Уборные и душевые – единые на огромный этаж. Многие по этому поводу не «парились» и неделями не мылись и не стирались, а малую нужду справляли с балконов или в окружающих кустах. Вполне в духе местных традиций.
Проживало в таких клетушках по три человека. На вопрос, как они там помещались и спали, ребята объясняли, что происходило всё предельно чётко: сон исключительно на боку и ориентация в одну сторону. Во имя справедливости была введена определённая ротация. Так, первую ночь один спал с краю, второй посередине, третий у стены. На вторую ночь тот, который был с краю, перемещался к стенке, от стенки – в середину, «серединный» – на край. На третью ночь, как можно догадаться, поспавший накануне у стенки передвигался в центр, из середины выдвигался на край, а с краю – к стенке. Подобный круговорот проделывался постоянно. Эдакая близость общения сплачивала «сокамерников» и позволяла удовлетворять различные возникавшие время от времени естественные потребности к обоюдному удовольствию. Подробности, о которых можно было догадаться, я предпочёл не выспрашивать. Зато перестал удивляться, почему мужчины в Индии любят ходить за руку друг с другом. Это особенно бросалось в глаза, когда зрители парочками расходились из кинотеатров после очередного сеанса. Скорее всего, друзья по общежитию, не иначе.

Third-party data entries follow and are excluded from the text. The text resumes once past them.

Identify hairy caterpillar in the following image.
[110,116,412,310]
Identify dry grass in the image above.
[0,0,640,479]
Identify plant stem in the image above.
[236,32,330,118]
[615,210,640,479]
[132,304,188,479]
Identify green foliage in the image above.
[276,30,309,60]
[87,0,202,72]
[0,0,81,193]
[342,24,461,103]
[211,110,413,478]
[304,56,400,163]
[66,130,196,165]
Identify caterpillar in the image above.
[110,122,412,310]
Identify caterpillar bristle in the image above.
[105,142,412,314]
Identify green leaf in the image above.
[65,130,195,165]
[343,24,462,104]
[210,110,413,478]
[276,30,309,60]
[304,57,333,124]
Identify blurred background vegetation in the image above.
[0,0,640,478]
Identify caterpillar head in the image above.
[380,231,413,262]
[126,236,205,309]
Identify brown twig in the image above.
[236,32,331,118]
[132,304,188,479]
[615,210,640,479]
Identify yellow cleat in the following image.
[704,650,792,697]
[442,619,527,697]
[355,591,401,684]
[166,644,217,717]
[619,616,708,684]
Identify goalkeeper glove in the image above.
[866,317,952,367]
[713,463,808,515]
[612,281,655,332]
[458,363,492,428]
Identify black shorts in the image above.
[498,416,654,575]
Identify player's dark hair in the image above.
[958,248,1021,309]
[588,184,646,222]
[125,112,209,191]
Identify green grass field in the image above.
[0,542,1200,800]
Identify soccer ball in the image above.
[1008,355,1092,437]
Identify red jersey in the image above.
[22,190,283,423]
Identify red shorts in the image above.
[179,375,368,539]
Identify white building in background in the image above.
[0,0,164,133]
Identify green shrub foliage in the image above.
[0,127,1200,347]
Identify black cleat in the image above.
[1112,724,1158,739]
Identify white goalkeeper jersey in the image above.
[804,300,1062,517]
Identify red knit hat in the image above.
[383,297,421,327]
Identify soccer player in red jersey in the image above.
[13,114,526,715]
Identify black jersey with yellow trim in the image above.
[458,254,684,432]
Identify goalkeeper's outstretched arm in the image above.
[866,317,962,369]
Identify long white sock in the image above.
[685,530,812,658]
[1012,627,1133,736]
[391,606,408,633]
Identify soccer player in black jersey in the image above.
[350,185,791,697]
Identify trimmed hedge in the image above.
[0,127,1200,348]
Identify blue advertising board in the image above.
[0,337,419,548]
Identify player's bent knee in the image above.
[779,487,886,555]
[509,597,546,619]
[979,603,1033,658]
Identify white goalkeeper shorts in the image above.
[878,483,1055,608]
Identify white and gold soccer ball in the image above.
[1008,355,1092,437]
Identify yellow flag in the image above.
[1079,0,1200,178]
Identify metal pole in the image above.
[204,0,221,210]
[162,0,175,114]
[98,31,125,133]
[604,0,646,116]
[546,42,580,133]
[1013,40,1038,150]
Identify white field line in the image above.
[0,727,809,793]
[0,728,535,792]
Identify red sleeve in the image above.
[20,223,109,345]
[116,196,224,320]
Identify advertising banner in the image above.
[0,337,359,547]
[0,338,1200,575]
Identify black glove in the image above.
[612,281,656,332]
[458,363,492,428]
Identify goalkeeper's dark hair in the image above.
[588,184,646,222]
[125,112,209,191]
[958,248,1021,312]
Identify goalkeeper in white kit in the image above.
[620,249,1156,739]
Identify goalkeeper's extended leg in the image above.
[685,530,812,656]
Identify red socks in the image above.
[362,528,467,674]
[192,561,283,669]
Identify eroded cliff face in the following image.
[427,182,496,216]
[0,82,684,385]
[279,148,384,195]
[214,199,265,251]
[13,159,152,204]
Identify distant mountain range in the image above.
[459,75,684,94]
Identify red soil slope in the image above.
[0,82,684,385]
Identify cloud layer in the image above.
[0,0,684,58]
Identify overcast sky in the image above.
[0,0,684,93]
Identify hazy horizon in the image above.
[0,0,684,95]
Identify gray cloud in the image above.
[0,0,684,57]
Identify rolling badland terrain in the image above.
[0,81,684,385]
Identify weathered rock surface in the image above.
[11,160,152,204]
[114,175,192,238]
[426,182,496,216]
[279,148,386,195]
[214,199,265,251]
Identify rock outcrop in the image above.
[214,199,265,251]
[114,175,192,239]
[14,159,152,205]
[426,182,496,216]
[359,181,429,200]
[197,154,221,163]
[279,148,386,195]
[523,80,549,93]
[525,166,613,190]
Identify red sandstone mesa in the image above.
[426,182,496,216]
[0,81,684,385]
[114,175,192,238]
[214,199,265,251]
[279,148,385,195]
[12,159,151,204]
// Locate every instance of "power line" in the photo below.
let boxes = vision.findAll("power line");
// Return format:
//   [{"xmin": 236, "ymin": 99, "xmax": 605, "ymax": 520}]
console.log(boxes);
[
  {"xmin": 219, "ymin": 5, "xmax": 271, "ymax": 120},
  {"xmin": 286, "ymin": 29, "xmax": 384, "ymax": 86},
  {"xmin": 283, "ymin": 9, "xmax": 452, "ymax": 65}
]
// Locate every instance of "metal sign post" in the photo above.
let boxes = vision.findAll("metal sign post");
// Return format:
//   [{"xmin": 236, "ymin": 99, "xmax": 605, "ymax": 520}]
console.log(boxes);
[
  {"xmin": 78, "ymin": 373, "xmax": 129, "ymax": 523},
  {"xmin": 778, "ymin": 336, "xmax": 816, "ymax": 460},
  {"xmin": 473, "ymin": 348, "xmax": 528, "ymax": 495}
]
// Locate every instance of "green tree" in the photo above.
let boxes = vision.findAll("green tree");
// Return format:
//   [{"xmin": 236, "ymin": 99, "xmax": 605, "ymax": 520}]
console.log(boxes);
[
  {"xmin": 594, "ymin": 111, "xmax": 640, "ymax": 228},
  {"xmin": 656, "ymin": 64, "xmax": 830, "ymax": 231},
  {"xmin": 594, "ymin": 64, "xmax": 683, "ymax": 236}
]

Меня вынесло из общаги, и больше я туда не ходил, хватило ознакомительного посещения. Зато, когда я сам оказался обитателем студенческого кампуса в Париже, разместившись в малюсенькой, но одиночной комнате, не ныл, а наоборот очень ценил те условия, в которых оказался, мысленно содрогаясь от воспоминаний о реалиях и нравах в JNU.
Поступление
В JNU я проучился один год. За плечами осталось два интересных семестра, первый опыт студенческой жизни, какие-никакие знания и даже вполне приличный средний балл за первый курс, который, правда, никого не интересовал и служил для удовлетворения собственного тщеславия и амбиций.
Семья окончательно вернулась в Москву, где предстояло определяться с дальнейшей перспективой. К тому моменту большинство моих делийских школьных одноклассников уже училось в различных престижных вузах, но я был не особо сведущ относительно того, на что мог претендовать, и абсолютно не ориентировался в существовавших в российской столице учебных заведениях. В силу юности и наивности не занимался анализом особенностей преподавания предметов или сравнением факультетов и уж тем более не интересовался «весом» дипломов разных вузов и перспективами дальнейшего трудоустройства «когда-то очень нескоро». Полученная за окончание средней школы серебряная медаль едва ли в той ситуации могла на что-то повлиять.
Наличествовало необъяснимое, но стойкое желание продолжить начатое лингвистическое образование и освоение французского. В глубине души хотелось в суперпрестижный и от этого недосягаемый МГИМО, где оказалось несколько приятелей, но, трезво оценив свои силы, возможности родителей и отсутствие блата, соваться туда не решился. Ничего другого я особо не знал. В итоге с подачи моей тёти-франкофона выбор пал на другой известный вуз – Московский государственный лингвистический университет (МГЛУ), который она когда-то сама закончила.
«В народе» он всегда был более известен как «Инъяз Мориса Тореза». Примечательно, что имя французского политика и многолетнего лидера коммунистической партии Франции давно стёрлось из памяти широких масс населения как Франции, так и России и осталось, кажется, только в этом названии. Более чем уверен, что подавляющее число нынешних студентов университета понятия не имеет, кем был этот самый Морис Торез.